Next, we investigated whether resveratrol, ML385 and RTA-408 affected M1/M2 phenotype polarization of N9 microglia after OGD/R injury with immunofluorescence and RT-PCR. As Figure 4C–R show, resveratrol or RTA-408 pretreatment on N9 microglia after OGD/R injury could significantly promote the protein and mRNA expression of M2 markers (CD206, Arg1), and suppress M1 marker expression (iNOS, TNF-α), while, ML385 pretreatment could decrease M2 marker expression (CD206, Arg1) and increase M1 marker expression (iNOS, TNF-α), it also weakened resveratrol from microglia polarization to the M2 phenotype. These results demonstrate that Nrf2 signaling mediates resveratrol to regulate M1/M2 phenotype polarization of microglia following OGD/R injury in vitro.
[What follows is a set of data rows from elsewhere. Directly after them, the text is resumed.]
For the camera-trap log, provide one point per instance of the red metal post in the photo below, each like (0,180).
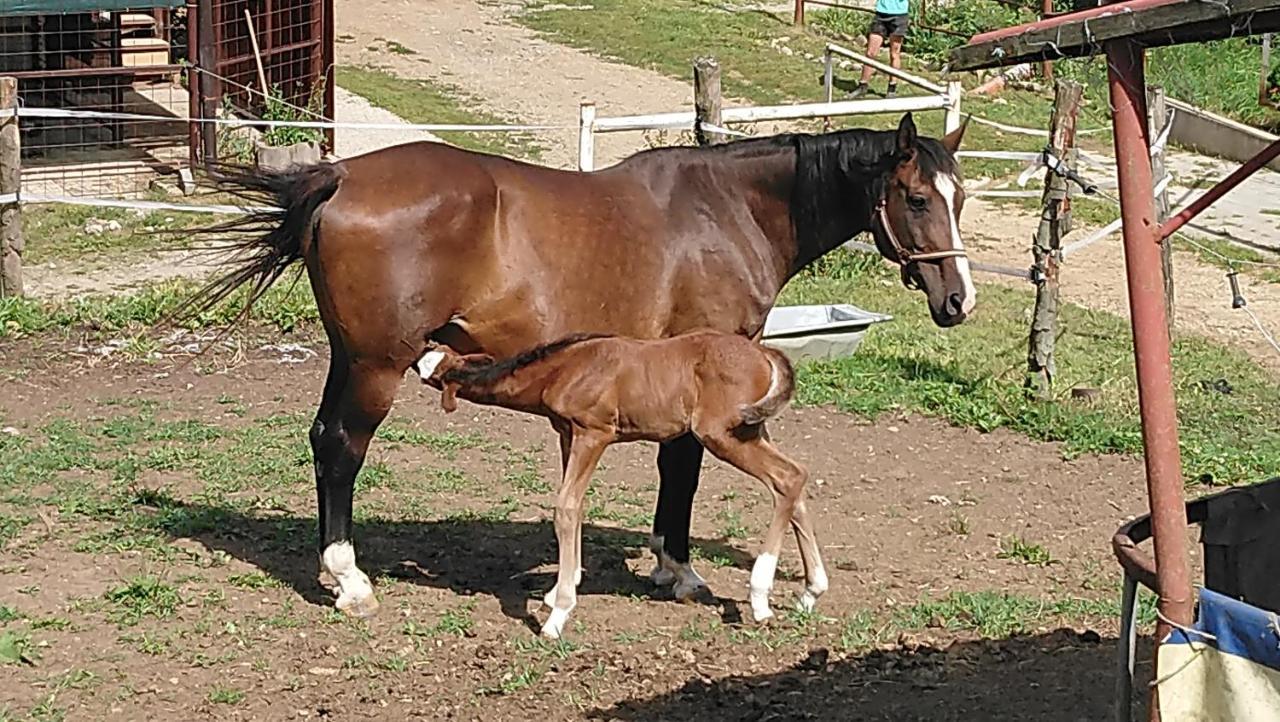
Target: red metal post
(192,85)
(1047,65)
(1223,187)
(1150,337)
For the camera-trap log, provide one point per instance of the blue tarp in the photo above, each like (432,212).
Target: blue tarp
(1225,668)
(56,7)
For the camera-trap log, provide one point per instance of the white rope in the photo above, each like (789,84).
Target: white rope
(138,205)
(238,122)
(1262,330)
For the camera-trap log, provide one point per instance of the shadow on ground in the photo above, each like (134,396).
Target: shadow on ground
(512,561)
(1059,676)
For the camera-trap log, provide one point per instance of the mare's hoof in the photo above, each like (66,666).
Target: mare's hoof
(662,576)
(693,593)
(359,608)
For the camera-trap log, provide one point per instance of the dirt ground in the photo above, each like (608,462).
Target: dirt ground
(159,563)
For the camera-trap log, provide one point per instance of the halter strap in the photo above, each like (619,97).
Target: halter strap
(904,256)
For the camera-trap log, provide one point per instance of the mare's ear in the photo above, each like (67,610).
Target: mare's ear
(951,141)
(906,137)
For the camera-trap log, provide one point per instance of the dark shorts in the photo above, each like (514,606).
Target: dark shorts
(888,26)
3.5. Nrf2 Signaling Mediates Resveratrol to Affect Shh Signaling Pathway in N9 Microglia Following OGD/R Injury

Our previous studies showed that resveratrol can upregulate Nrf2 and Shh signaling, respectively [7,14,17,25]. In addition, the canonical Shh pathway may play a role through the Nrf2/Shh signaling axis in liver tumors [26]. However, it remains unclear whether Nrf2 signaling mediates resveratrol to affect Shh signaling in the brain.
Immunofluorescence assay showed that the Gli1 protein was mainly located in cytoplasm of microglia in the resting condition (Figure 5B,P). As for ML385 pretreatment or only OGD/R treatment, few cells were positive for Nrf2 in the nucleus (Figure 5C,Q). Meanwhile, the Gli1 protein of resveratrol- or RTA-408-prereated microglia mainly existed in the nucleus (Figure 5D,R,G,U). In addition, there was no significant difference in the expression level of Gli1 protein in the cytoplasm and nucleus of the resveratrol combined with ML385 pretreatment (Figure 5F,T). Moreover, Western blotting showed that resveratrol or RTA-408 pretreatment significantly increased the expressions of Shh, Ptc, Smo and Gli1 protein, and there was no significant difference between them. There was a slight increase in the protein expression levels after only OGD/R damage, whereas ML385 mitigated its effects, and attenuated the positive effects of resveratrol in activating the Shh signaling pathway (Figure 5V–Z). These results showed that Nrf2 signaling can mediate resveratrol to affect Shh signaling following OGD/R injury in the microglia.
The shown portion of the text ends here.